As far as the bull market goes, nearly 50% of investors expect the Dow Jones to close between 26,000 and 28,999 at the end of this year. Spectrem also said that “a large percentage” of them expect the bull market to last at least one or two more years, which would mean that they’re looking for a new record in terms of bull market length.
The current bull market for stocks has been going on since March 9, 2009, USA Today reported last month, and in order for it to beat the current record for the longest bull market, the stock market must go another five months without falling 20% from the record high recorded in January. The current record for the longest bull market was during the 1990s until the popping of the tech bubble in 2000.

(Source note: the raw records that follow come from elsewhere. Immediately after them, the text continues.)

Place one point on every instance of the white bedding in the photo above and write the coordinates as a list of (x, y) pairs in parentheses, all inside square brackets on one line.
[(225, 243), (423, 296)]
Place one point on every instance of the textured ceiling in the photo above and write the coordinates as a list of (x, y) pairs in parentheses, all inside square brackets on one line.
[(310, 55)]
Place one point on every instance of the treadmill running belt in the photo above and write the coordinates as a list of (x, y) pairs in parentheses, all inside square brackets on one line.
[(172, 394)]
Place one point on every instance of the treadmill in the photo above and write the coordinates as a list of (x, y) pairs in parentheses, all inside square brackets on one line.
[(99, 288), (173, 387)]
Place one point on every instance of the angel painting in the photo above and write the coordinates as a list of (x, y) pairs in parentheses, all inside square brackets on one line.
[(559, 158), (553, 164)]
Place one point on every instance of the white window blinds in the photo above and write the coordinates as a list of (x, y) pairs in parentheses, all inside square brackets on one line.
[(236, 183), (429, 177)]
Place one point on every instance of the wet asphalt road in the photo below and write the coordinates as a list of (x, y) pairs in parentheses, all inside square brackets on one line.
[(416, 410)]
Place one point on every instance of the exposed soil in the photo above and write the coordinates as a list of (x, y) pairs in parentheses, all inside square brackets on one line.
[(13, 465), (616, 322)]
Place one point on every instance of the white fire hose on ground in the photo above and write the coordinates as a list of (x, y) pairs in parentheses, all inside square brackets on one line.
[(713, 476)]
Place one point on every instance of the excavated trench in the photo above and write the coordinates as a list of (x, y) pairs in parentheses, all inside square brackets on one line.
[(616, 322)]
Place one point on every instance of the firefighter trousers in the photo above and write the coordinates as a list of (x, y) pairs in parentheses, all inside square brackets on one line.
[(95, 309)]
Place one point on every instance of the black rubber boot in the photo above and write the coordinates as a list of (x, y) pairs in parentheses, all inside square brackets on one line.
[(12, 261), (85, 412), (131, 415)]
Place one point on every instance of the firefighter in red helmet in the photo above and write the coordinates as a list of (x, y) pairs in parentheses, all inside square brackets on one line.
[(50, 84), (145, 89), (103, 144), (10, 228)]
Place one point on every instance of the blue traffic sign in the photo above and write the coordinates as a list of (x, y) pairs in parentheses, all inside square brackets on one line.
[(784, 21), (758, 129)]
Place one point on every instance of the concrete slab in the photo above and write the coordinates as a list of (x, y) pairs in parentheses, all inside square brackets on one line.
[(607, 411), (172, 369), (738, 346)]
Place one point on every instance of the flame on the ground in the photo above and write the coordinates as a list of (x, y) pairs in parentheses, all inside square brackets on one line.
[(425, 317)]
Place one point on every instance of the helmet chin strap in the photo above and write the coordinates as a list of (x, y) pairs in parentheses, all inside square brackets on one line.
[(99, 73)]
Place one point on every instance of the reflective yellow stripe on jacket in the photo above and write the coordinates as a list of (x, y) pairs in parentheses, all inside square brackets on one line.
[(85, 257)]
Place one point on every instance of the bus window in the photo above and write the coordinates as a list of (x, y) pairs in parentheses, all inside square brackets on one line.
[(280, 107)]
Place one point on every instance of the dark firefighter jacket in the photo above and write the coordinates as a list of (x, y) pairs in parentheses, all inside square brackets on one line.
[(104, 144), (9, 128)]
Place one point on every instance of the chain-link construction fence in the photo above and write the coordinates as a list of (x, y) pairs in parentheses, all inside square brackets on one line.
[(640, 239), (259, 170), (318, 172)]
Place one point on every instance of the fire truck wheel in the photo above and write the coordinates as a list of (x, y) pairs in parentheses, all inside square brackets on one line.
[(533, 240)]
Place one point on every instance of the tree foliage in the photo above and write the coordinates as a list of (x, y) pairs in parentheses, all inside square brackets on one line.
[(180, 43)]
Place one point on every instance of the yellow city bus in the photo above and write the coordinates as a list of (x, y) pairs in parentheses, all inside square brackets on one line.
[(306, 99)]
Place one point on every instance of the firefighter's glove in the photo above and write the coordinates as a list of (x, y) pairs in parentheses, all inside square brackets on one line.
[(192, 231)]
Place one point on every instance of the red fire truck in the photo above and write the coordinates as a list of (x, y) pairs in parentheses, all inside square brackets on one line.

Political views have little impact on portfolios
According to Spectrem Group, the factors most likely to affect investors’ likelihood of enjoying investing and being involved in managing their portfolios are the size of their wealth, their occupation, and their political affiliation. However, the firm added that investors worry about the same things, not matter what their political affiliation is: having enough money to retire when they want to retire, caring for their families, and having enough money to last them until the end of their lives.
Spectrem added that while financial advisors may not want to ask clients specifically about their political views, understanding how clients think can help advisors ask the right questions as they manage their portfolio. However, the firm also found that political affiliations don’t really make much of a different when it comes to the makeup of each investor’s portfolio. Thus, financial advisors may find that, when it comes to investing, the obvious split along party lines means very little because at the end of the day, every investor cares about the same things.